Comment 2: The introduction would benefit from a more in-depth discussion of previous work on BFO/STO heterostructures, to better position the contribution.

Response 2: Thank you for this insightful suggestion. We will conduct a more comprehensive literature survey of previous BFO/STO heterostructure studies covering multilayer architectures, interface coupling mechanisms, strain‐modulation effects, and functional property reports, and integrate an expanded discussion into the Introduction in our revised manuscript.

Comment 3: The rationale behind the chosen r and p ranges should be explained—were these based on prior literature, preliminary results, or equipment limitations?

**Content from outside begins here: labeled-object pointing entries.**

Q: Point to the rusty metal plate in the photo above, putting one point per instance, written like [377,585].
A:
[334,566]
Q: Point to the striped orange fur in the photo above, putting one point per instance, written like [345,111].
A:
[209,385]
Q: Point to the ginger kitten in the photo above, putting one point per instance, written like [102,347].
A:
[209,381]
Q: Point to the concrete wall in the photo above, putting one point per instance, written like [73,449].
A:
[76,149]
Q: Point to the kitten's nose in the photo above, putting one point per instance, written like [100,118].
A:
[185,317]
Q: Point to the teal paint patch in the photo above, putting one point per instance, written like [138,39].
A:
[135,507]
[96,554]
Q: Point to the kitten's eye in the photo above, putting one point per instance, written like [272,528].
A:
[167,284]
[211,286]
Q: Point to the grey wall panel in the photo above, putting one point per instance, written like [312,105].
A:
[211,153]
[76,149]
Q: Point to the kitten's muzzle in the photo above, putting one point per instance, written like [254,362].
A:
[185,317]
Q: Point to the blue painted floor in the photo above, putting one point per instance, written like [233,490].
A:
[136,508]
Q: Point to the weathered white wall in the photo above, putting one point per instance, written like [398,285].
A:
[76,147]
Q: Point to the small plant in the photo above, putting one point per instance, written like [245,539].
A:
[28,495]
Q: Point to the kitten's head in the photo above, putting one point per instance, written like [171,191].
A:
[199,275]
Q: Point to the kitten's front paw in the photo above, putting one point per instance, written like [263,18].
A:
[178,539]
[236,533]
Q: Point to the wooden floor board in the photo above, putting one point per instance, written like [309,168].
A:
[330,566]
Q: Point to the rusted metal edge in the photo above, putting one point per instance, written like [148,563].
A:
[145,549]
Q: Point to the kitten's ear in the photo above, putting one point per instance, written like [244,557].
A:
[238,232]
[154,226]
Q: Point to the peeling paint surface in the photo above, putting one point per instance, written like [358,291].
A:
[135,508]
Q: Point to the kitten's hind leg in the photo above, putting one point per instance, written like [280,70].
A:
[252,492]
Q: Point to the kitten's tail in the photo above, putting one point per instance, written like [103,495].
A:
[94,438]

Response 3: The selected r and p ranges were primarily guided by prior literature, as noted in the introduction, to ensure comparability with earlier studies and to explore parameter windows previously identified as relevant for functional optimization. At the same time, our own experimental observations revealed a practical limitation: as the number of periods increased, it became increasingly difficult to maintain stable deposition conditions for SrTiO₃, since the required ablation times grew significantly. This dual rationale, literature precedent and experimental feasibility, therefore, defined the chosen range of r and p values.

Comment 4: The statistical reliability of the piezoelectric coefficient (*d₃₃*) measurements is not addressed. Including standard deviations or repeated measurements would improve confidence.

Response 4: We are currently working on repeated d₃₃ measurements to assess their statistical reliability and will include the corresponding standard deviations in a future version of this work.

Comment 5: The manuscript does not discuss potential influence of substrate strain relaxation or interface intermixing; both could strongly affect the results.

Response 5: We will carefully review the potential effects of substrate strain relaxation and interface intermixing and incorporate a corresponding discussion in the revised manuscript.